Create and find ecosystems that can scale learning
And, if we take scalable learning seriously, we won't stop at the four walls of our enterprises and narrowly focus only on our employees. Instead, we'll seek to participate in expanding ecosystems that will help us to build deep, trust-based relationships with a growing number of third party participants that are all driven by a desire to learn faster together. Our research has helped to identify the characteristics of these kinds of ecosystems here and here.
Cultivate passion as a key driver of learning
No matter how much we redesign our work environments and expand participation in learning ecosystems, we’ll never harness the full opportunity of these environments unless we catalyze and amplify a specific form of passion among all of our participants – the passion of the explorer. We discovered this form of passion in our research on environments that produce sustained extreme performance improvement. The bad news is that only about 12% of the US workforce has this form of passion today. That’s not an accident, since our existing institutions, built on a rationale of scalable efficiency, rather than scalable learning, find this form of passion deeply suspect and do everything they can to squash it or at least restrict it to after-hours activities.
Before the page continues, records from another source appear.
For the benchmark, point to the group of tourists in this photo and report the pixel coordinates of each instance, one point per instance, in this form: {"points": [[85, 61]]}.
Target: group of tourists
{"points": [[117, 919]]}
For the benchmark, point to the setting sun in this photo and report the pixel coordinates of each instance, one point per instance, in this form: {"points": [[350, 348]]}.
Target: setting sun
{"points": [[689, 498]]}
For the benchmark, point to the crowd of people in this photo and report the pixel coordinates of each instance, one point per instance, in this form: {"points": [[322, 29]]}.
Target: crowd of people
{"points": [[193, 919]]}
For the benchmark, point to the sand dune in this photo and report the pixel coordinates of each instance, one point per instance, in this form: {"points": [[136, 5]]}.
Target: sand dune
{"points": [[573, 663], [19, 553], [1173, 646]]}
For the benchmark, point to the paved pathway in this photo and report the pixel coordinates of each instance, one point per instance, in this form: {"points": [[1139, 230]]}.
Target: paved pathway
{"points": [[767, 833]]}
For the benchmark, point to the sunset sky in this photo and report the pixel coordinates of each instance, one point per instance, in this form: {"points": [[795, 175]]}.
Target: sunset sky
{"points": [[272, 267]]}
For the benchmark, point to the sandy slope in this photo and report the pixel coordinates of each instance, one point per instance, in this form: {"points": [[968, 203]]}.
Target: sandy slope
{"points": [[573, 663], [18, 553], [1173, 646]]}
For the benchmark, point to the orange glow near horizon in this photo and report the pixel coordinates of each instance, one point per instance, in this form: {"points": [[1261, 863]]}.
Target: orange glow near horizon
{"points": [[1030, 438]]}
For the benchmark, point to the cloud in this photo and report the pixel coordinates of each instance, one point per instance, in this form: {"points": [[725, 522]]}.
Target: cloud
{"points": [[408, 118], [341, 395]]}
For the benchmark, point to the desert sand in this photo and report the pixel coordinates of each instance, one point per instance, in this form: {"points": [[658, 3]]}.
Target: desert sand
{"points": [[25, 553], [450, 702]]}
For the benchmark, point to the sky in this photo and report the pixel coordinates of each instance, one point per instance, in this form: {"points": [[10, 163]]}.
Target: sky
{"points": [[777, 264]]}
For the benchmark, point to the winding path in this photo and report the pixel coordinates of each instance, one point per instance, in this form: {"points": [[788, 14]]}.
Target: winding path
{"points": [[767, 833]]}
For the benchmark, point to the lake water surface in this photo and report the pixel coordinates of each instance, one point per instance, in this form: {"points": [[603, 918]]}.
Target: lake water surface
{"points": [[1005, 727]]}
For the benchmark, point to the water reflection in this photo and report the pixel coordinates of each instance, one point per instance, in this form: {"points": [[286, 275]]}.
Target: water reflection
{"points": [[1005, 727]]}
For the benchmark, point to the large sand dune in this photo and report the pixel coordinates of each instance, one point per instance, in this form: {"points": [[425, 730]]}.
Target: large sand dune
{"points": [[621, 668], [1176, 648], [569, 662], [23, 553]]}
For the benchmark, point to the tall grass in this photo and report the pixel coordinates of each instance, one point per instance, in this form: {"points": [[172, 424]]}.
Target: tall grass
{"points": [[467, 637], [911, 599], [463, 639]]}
Provide effective leadership to scale learning
Like most things in organizations, the leaders help to define the culture and values. If leaders don’t embrace scalable learning, it will never scale. Here’s the challenge. The mark of a strong leader in a scalable efficiency environment is someone who knows everything, who can be relied upon to provide answers no matter what the issue or question. In a scalable learning environment, the most effective leaders are those who have the most powerful questions and who invite others to come together to discover the answers. They help to focus others on the questions that really matter. Perhaps even more importantly, they express vulnerability by acknowledging that they don’t have the answers and want help in finding the answers. In sharp contrast to scalable efficiency environments where having questions is a sign of weakness (you’re supposed to know what needs to be done), this signals to others that it’s not only OK, but essential, to have questions and to ask for help in discovering the answers.
Focus on trajectory, not snapshots
Finally, let me add that performance in a scalable learning environment is continuously evolving. Rather than focusing on snapshots of performance at any specific point in time, scalable learning organizations are relentlessly focused on the trajectory of performance – not only whether performance is improving over time, but whether it is accelerating. If it’s not accelerating, it’s not good enough. In an exponential world, we need exponential improvements in performance.
Hopefully, this brief post has helped to clarify what I mean by scalable learning. It’s certainly not learning in the traditional sense. It’s a very different and very powerful form of learning that, if effectively harnessed, can help all of us to achieve much more of our potential while having a far greater impact on the world around us. But, if we take it seriously, we’ll need to re-think everything. The time is now.